Contributed by Dan Rubin
Photos Contributed by Jun Akiyama
The 1800 miles between Philadelphia, PA and Boulder, CO seemed a short distance when Yukio Utada Shihan, chief instructor at the Doshinkan dojo in Philadelphia, taught at the Boulder Aikikai annual Spring Seminar, April 21-24. Utada Sensei is a direct student of Gozo Shioda Shihan, founder of the Yoshinkan style of aikido. In 1972, at the age of 24, Utada Sensei accepted an invitation to come to the United States to teach aikido in Detroit. When, the following year, Yoshinkan hombu dojo chief instructor Takashi Kushida Sensei came to the U. S., Utada Sensei became his uchideshi and helped him establish Yoshinkan aikido here. After relocating to Philadelphia, Utada Sensei continued to be Kushida Sensei's student, for a total of 17 years.
In 1974 Utada Sensei opened the Doshinkan dojo in Philadelphia, and in time founded the Aikido Association of North America, which he still heads. The AANA includes nine dojos in six states.
Hiroshi Ikeda Shihan, chief instructor at Boulder Aikikai, was a student of Mitsugi Saotome Shihan in Japan, and followed Saotome Sensei to Florida in 1978. Saotome Sensei is founder and head of Aikido Schools of Ueshiba, to which the Boulder Aikikai belongs. In 1980 Ikeda Sensei moved to Boulder. He met Utada Sensei a few years ago at the Aiki Expo. Since then, they have become personal friends, and Ikeda Sensei taught at Doshinkan dojo earlier this year. The mutual visits of these two high-ranking teachers to each other's dojos, and to each other's organizations and aikido styles, represents the sensei's vision of aikido as one art with many valid approaches that should be shared by all aikido students.
About 80 students attended all or part of the seminar. Few of the students had ever been exposed to the Yoshinkan style. Utada Sensei introduced them to the well-known Yoshinkan basic stance, with feet pointing 45 degrees off the line, hands directly in front with ring fingers parallel to the floor, and weight about 60 percent toward the rear leg. Sensei stressed that each individual is different, so that students are expected to adjust everything to their personal body types. He pointed out that Shioda Sensei was 4 feet, 9 inches tall and weighed 90 pounds (with all that power!) and that Yoshinkan techniques and training exercises were designed for someone that size. Utada Sensei is a few inches taller than that, but he displayed his techniques effortlessly against students who were much bigger than he is.
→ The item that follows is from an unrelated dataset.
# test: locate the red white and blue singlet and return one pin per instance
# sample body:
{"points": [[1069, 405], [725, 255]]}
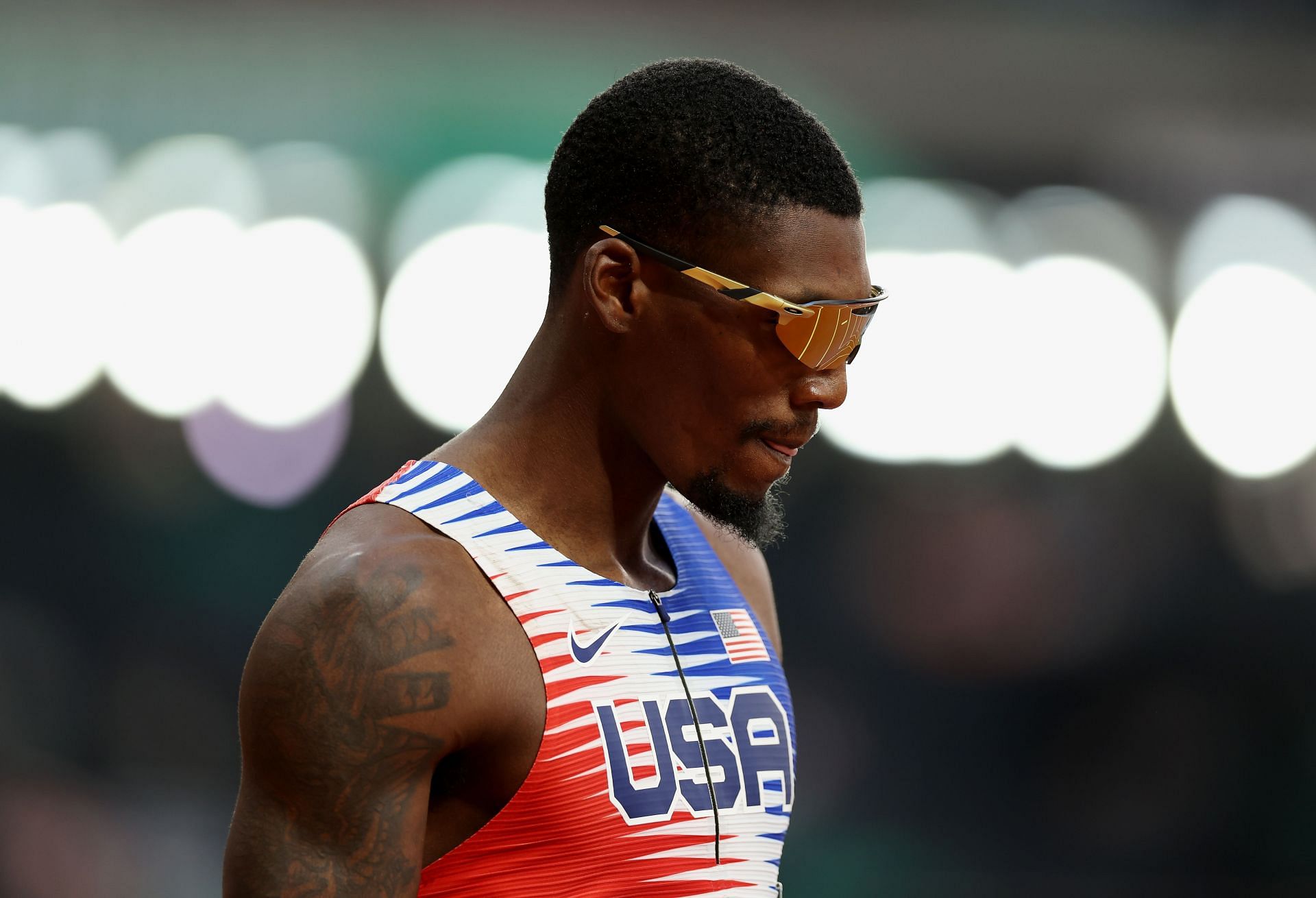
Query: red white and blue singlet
{"points": [[618, 799]]}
Utada Sensei also taught some kumitachi and kumijo (he remarked that jo practice is practice in "courage"). In all of the techniques, whether with weapons or empty hands, Utada Sensei stressed the powerful forward movement of his hips. He taught that this hip movement begins with bending the knees, and even involves gripping the mat with the toes. In fact, Utada Sensei had everyone practice moving forward and back with toe power‹the class pulled themselves forward and pushed themselves backward using nothing but the power of their toes gripping the mat.
In addition, Utada Sensei spent time on ukemi and on ma-ai. To practice ma-ai, students tested themselves by walking away from each other, then estimating and announcing how many steps it would take to reach their partner.
Ikeda Sensei followed up on Utada Sensei's lessons about hip power. He stressed that while he rotates his hands and shoulders to affect uke's balance, the power behind this comes from his hips. In particular, Ikeda Sensei said, he sends that hip power through uke's wrist, elbow, shoulder or hips to take uke's balance.
As always, Ikeda Sensei explained and demonstrated that a student who is beginning to practice a new style of movement must make big, obvious movements. Gradually, as the student progresses, these big movements can get smaller. When the student has finally learned the technique, the movements can be so small as to almost disappear. Nonetheless, Ikeda Sensei said, inside his or her body the student will still be making the big, obvious movements with which the practice began.
Ikeda Sensei stressed that the different styles of aikido are all true aikido, and that arguments of which style is "real aikido" are misplaced. There are some surface differences in how to train or how to execute a particular technique, but these differences point to the breadth of the art, not its limits.
As at most seminars, some forms of training continued off the mat each evening, and on the last evening of the weekend a dinner was arranged at a nearby Chinese restaurant. There Utada Sensei, Ikeda Sensei and about thirty students enjoyed friendship and a fine meal.
As much as the training was valuable to the students from two very different aikido styles, just as valuable was the attitude of both high-ranking aikido teachers. Both Utada Sensei and Ikeda Sensei expressed their pleasure with the friendship and sharing that marked this seminar. They expressed their hope that the attitudes that have prevented such interaction between aikido styles is a thing of the past, and that seminars like this one will become as routine as they are valuable to all who participate.